Carey v. Wynn

439 U.S. 8 | SCOTUS | 1978

439 U.S. 8 (1978)

CAREY, STATE'S ATTORNEY OF COOK COUNTY, ILLINOIS
v.
WYNN ET AL.

No. 78-229.

Supreme Court of United States.

Decided October 16, 1978.[*]
ON APPEAL FROM THE UNITED STATES DISTRICT COURT FOR THE NORTHERN DISTRICT OF ILLINOIS.

PER CURIAM.

A three-judge District Court entered a declaratory judgment holding unconstitutional certain sections of the Illinois Abortion Act of 1975, Ill. Rev. Stat., ch. 38, § 81-21 et seq. (Supp. 1976). Wynn v. Scott, 449 F. Supp. 1302 (ND Ill. 1978). The District Court assumed that Illinois prosecutors would recognize and abide by the declaratory judgment and denied plaintiffs' request for injunctive relief. Id., at 1331.

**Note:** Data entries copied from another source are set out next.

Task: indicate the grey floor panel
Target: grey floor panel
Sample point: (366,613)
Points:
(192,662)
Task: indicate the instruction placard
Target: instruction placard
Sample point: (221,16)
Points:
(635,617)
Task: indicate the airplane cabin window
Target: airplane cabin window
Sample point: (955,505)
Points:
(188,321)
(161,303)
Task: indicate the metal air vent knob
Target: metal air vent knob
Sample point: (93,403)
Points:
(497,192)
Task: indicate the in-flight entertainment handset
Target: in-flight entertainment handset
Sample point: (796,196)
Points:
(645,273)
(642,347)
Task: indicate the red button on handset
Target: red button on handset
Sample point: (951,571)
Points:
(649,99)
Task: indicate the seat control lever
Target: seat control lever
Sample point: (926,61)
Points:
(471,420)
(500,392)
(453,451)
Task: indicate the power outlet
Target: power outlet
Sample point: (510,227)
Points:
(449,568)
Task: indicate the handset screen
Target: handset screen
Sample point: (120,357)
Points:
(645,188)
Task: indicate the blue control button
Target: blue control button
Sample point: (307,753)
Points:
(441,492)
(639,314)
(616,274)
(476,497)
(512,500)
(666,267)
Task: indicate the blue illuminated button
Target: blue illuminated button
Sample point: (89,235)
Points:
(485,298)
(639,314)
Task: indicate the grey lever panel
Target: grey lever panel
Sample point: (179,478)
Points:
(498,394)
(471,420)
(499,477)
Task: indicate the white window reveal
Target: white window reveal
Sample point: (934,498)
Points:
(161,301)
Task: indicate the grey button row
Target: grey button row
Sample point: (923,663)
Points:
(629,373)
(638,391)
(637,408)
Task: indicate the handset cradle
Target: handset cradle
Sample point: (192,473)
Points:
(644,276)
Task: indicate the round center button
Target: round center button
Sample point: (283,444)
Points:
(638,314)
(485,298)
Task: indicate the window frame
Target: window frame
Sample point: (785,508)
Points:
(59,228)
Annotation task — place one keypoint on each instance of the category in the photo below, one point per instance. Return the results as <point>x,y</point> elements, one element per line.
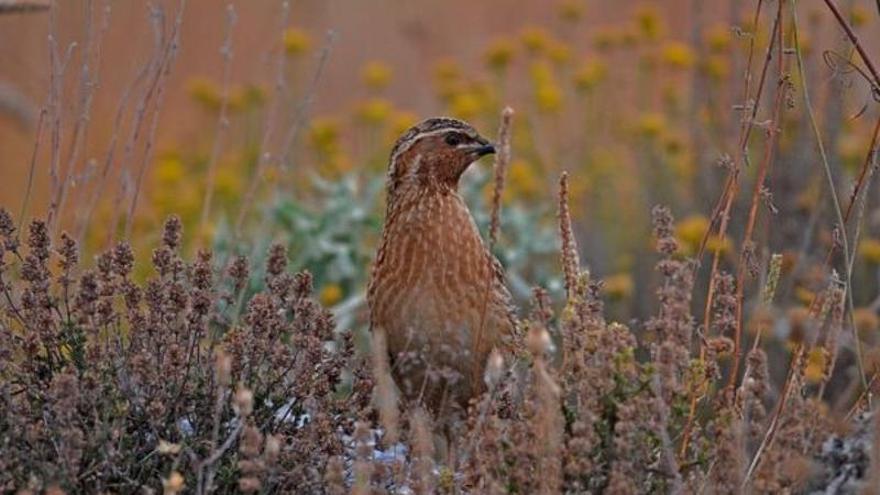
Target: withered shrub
<point>175,384</point>
<point>185,383</point>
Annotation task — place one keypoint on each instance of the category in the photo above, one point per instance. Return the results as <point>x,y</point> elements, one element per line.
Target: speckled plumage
<point>435,290</point>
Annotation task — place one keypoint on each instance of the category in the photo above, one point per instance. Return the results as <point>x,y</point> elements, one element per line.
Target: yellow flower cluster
<point>571,10</point>
<point>649,22</point>
<point>296,42</point>
<point>869,249</point>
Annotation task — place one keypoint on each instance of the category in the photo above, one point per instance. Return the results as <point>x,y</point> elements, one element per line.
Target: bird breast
<point>430,280</point>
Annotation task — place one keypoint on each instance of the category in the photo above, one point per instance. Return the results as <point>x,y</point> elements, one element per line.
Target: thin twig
<point>173,48</point>
<point>502,161</point>
<point>264,156</point>
<point>769,152</point>
<point>226,52</point>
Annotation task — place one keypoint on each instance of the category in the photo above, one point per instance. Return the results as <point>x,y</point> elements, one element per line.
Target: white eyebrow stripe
<point>407,145</point>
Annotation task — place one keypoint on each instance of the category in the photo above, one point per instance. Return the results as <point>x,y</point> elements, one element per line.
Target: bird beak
<point>481,150</point>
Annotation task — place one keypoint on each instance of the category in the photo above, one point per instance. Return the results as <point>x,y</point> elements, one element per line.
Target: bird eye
<point>454,139</point>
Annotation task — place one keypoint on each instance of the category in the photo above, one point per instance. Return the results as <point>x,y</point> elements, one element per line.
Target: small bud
<point>494,368</point>
<point>167,448</point>
<point>223,367</point>
<point>173,483</point>
<point>243,402</point>
<point>539,341</point>
<point>249,484</point>
<point>271,449</point>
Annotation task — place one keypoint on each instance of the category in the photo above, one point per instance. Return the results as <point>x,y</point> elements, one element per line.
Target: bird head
<point>436,152</point>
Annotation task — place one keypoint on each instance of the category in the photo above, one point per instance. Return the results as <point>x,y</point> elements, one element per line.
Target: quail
<point>436,292</point>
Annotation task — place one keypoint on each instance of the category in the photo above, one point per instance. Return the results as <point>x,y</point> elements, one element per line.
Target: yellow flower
<point>649,22</point>
<point>376,74</point>
<point>619,286</point>
<point>535,40</point>
<point>816,365</point>
<point>499,54</point>
<point>590,74</point>
<point>651,124</point>
<point>859,16</point>
<point>549,97</point>
<point>296,41</point>
<point>205,92</point>
<point>718,37</point>
<point>870,250</point>
<point>571,10</point>
<point>677,55</point>
<point>330,294</point>
<point>374,111</point>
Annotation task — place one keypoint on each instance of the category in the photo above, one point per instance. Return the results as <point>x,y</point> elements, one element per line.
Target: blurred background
<point>285,113</point>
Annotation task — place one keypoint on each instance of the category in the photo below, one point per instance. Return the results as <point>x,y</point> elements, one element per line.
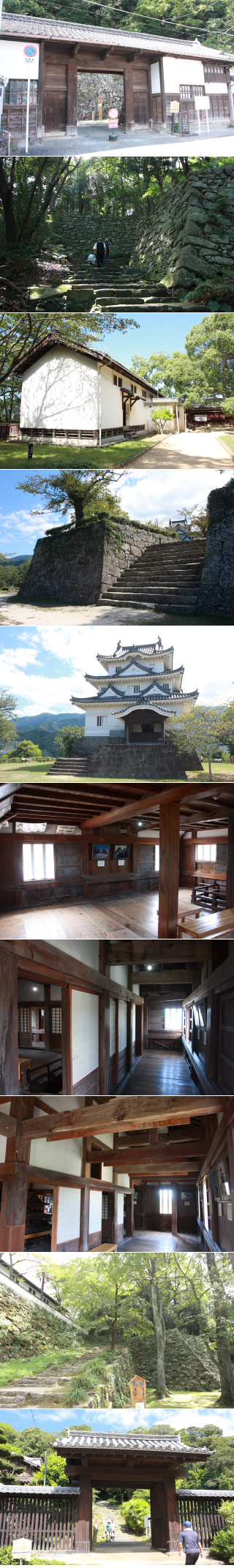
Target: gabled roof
<point>69,31</point>
<point>117,1440</point>
<point>57,341</point>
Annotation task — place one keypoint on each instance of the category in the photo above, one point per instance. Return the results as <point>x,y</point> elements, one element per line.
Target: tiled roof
<point>139,1443</point>
<point>57,341</point>
<point>71,31</point>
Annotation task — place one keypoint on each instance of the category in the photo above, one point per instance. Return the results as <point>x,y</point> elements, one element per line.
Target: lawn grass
<point>49,455</point>
<point>19,1368</point>
<point>227,440</point>
<point>220,770</point>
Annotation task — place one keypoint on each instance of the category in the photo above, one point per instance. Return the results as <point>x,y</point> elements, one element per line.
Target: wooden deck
<point>159,1073</point>
<point>131,915</point>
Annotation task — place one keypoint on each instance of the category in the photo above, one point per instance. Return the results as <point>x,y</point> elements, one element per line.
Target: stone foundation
<point>79,566</point>
<point>134,761</point>
<point>217,580</point>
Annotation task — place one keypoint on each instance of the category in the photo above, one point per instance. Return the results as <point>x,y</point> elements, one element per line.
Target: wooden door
<point>56,97</point>
<point>140,97</point>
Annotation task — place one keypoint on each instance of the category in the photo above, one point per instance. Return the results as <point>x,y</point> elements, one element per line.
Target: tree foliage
<point>205,372</point>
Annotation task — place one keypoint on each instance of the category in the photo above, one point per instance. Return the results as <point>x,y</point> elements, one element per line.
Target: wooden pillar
<point>15,1189</point>
<point>67,1040</point>
<point>83,1218</point>
<point>56,1218</point>
<point>175,1212</point>
<point>117,1040</point>
<point>230,869</point>
<point>139,1031</point>
<point>41,90</point>
<point>231,1185</point>
<point>168,874</point>
<point>71,113</point>
<point>48,1016</point>
<point>162,91</point>
<point>8,1024</point>
<point>86,1510</point>
<point>129,97</point>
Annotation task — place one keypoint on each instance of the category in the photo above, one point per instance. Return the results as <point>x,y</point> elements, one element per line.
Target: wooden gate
<point>46,1517</point>
<point>56,97</point>
<point>140,96</point>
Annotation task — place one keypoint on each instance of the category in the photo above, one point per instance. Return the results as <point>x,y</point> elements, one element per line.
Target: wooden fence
<point>46,1517</point>
<point>205,1510</point>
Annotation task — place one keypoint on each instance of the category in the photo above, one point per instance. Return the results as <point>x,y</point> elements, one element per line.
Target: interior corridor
<point>159,1073</point>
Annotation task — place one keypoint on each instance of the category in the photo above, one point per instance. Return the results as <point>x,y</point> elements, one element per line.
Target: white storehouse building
<point>137,698</point>
<point>69,391</point>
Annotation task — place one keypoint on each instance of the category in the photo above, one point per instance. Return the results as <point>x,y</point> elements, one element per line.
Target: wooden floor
<point>159,1242</point>
<point>159,1073</point>
<point>131,915</point>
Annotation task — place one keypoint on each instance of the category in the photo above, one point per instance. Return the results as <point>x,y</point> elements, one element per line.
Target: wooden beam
<point>168,871</point>
<point>220,1137</point>
<point>124,1114</point>
<point>8,1023</point>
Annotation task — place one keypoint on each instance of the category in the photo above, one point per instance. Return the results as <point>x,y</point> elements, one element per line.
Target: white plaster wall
<point>60,392</point>
<point>112,1027</point>
<point>181,72</point>
<point>94,1211</point>
<point>86,1034</point>
<point>110,399</point>
<point>88,952</point>
<point>120,1209</point>
<point>68,1215</point>
<point>156,78</point>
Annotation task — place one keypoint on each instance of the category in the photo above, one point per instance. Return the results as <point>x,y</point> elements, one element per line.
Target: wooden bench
<point>200,923</point>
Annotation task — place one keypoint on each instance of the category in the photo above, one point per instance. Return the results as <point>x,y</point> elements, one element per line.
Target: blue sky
<point>159,495</point>
<point>117,1419</point>
<point>153,333</point>
<point>46,667</point>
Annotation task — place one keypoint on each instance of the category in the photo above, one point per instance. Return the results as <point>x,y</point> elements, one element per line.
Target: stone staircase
<point>165,579</point>
<point>69,765</point>
<point>112,288</point>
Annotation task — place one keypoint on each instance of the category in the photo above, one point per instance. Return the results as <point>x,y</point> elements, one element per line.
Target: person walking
<point>190,1540</point>
<point>99,253</point>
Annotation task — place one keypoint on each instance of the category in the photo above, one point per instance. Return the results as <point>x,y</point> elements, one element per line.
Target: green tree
<point>206,728</point>
<point>205,370</point>
<point>54,1470</point>
<point>65,739</point>
<point>27,750</point>
<point>7,719</point>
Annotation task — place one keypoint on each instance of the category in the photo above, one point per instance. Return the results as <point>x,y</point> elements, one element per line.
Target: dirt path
<point>195,449</point>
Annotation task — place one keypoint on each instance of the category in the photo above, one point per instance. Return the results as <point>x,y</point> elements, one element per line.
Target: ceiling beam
<point>126,1112</point>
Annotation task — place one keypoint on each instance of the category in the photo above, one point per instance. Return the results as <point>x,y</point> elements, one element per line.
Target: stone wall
<point>217,580</point>
<point>135,761</point>
<point>190,237</point>
<point>78,566</point>
<point>93,86</point>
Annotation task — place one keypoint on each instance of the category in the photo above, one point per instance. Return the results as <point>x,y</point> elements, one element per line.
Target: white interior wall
<point>68,1215</point>
<point>94,1211</point>
<point>60,392</point>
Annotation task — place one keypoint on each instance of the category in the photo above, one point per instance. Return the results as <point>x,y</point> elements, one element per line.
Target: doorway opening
<point>98,93</point>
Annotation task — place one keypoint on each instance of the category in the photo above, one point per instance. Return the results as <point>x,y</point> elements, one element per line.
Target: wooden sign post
<point>139,1391</point>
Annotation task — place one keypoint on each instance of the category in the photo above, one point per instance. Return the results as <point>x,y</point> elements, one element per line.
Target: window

The appeals from the declaratory judgment invalidating certain provisions of the statute are dismissed for want of jurisdiction. Title 28 U.S. C. § 1253, the jurisdictional statute under which these appeals are taken, does not authorize an appeal from the grant or denial of declaratory relief alone. Gerstein v. Coe, 417 U.S. 279 (1974). The declaratory judgment is appealable to the Court of Appeals, and we are informed that appeals to that court have been taken.

Appeals dismissed.

MR. JUSTICE STEVENS took no part in the consideration or decision of these cases.

NOTES

[*] Together with No. 78-239, Diamond v. Wynn et al., also on appeal from the same court.